L’Objet du délit, un film d’Agnès Jaoui
Absente du grand écran depuis 2018 (Place publique), la réalisatrice Agnès Jaoui nous revient en explorant une variation du mouvement #MeToo, ouvrant des questions qui enflamment les débats…

Agnès Jaoui (la Comtesse), Daniel Auteuil (le chef d’orchestre) et Eye Haïdara (Chérubin) – ©Anne-Françoise Brillot
Agnès Jaoui est passionnée d’opéra de longue date. Aussi n’est-il pas étonnant qu’elle nous entraîne dans une représentation, ou du moins les répétitions des Noces de Figaro de Mozart. Rapidement nous comprenons que l’équipe de production n’est pas celle de la Scala de Milan… L’amateurisme règne à presque tous les niveaux. Le casting étant arrêté, direction le théâtre en plein air où doit résonner l’un des trois chefs-d’œuvre de la fameuse trilogie Da Ponte. Agnès Jaoui se fait alors un malin plaisir à tracer les portraits de toute cette population qui traverse les affres d’une représentation lyrique : metteur en scène, régisseur, décorateur, costumier, chef d’orchestre et bien sûr chanteurs. Ces derniers n’étant pas en reste en matière d’égo… Tout se déroulerait à peu près bien malgré quelques réflexions malvenues quant au Cherubin… noir. Les choses vont s’envenimer lorsqu’une accusation d’agression sexuelle se fait jour entre la jeune Suzanne (fille du mécène de la production) et le Comte, baryton sillonnant les plus grandes scènes de la planète et auquel bien sûr tout est dû. Et encore plus. Le ton monte, les journalistes veulent en savoir un peu plus, l’équipe se fracture. Agnès Jaoui en profite pour passer au scanner toutes les attitudes possibles face à un pareil évènement, n’hésitant pas, elle qui chante la Comtesse, à adopter une position ambigüe.

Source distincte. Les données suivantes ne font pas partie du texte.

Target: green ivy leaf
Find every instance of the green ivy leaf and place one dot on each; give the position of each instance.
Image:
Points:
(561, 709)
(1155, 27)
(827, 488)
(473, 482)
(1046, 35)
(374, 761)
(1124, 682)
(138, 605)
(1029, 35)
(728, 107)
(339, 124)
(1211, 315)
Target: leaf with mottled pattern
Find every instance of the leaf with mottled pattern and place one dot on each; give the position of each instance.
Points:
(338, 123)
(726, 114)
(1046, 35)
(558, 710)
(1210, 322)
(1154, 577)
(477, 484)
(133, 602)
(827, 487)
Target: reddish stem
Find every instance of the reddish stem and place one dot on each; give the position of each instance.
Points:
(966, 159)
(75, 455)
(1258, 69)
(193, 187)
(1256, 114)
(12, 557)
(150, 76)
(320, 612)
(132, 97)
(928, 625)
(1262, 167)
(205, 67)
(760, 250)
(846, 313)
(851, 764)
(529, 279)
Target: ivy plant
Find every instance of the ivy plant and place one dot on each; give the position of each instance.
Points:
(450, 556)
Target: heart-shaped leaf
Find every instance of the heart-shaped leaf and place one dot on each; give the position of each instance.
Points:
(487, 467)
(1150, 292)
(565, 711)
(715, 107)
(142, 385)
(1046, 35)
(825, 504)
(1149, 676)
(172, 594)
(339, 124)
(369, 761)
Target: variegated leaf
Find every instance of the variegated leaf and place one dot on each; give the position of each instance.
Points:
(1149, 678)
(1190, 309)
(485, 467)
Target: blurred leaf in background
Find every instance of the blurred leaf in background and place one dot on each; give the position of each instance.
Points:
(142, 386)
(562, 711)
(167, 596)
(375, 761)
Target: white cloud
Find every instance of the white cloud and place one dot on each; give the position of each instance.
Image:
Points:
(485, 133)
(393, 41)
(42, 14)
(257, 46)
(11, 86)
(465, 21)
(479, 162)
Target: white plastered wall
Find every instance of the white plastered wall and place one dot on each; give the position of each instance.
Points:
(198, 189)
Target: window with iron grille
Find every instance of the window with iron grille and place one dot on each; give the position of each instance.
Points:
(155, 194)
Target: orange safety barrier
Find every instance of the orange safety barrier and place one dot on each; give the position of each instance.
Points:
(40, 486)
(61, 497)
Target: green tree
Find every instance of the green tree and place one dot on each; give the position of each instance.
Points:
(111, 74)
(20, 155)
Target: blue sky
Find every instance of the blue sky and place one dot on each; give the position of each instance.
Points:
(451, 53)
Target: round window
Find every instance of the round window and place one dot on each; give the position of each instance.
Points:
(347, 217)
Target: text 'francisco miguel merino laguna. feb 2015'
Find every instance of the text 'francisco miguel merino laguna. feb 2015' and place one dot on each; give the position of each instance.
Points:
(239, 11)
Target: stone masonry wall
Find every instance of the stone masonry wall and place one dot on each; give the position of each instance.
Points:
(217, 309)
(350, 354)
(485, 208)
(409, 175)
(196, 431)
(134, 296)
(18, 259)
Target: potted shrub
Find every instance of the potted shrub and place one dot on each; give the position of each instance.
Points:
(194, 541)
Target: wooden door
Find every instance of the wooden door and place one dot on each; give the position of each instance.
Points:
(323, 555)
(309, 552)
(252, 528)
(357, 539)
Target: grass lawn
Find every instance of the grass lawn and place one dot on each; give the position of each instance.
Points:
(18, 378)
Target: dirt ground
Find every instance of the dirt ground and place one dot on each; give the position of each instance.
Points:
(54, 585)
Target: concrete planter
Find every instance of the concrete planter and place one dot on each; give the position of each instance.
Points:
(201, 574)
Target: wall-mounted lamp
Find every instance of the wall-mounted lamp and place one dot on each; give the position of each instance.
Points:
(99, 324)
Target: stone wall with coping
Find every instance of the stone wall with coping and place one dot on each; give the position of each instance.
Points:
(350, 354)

On rit souvent, jaune parfois.
Il est certain que le choix de l’ouvrage de Beaumarchais qui, dit-on, joua son rôle lors de la Révolution française, n’est pas ici anodin. Chaque personnage de l’opéra, sous réserve de les connaitre, fait écho au personnage du film dans un scénario finement ciselé. Ajoutons au chaos qui s’ensuit une déclaration à venir d’une grande cantatrice qui va publier une liste des pervers sexuels qu’elle a croisés, liste dans laquelle le chef d’orchestre de ces Noces a bien peur de figurer ! Si certaines scènes « lyriques » pourront faire baisser l’attention des néophytes en la matière, le film déroule ses plus de deux heures sur un rythme soutenu, fidèle à celui de cette « folle journée » souhaitée autant par Beaumarchais que par Mozart.
Une poignée de comédiens donne vie à l’ensemble : Agnès Jaoui (la Comtesse), Daniel Auteuil (le chef d’orchestre), Claire Chust (metteure en scène débutante inoubliable), Eye Haïdara (incontournable à l’écran en ce moment, Cherubin survolté et l’arme au poing), entre autres car ils sont nombreux et tous particulièrement bien croqués.
Entre humour corrosif et réflexion sociétale, un bon divertissement.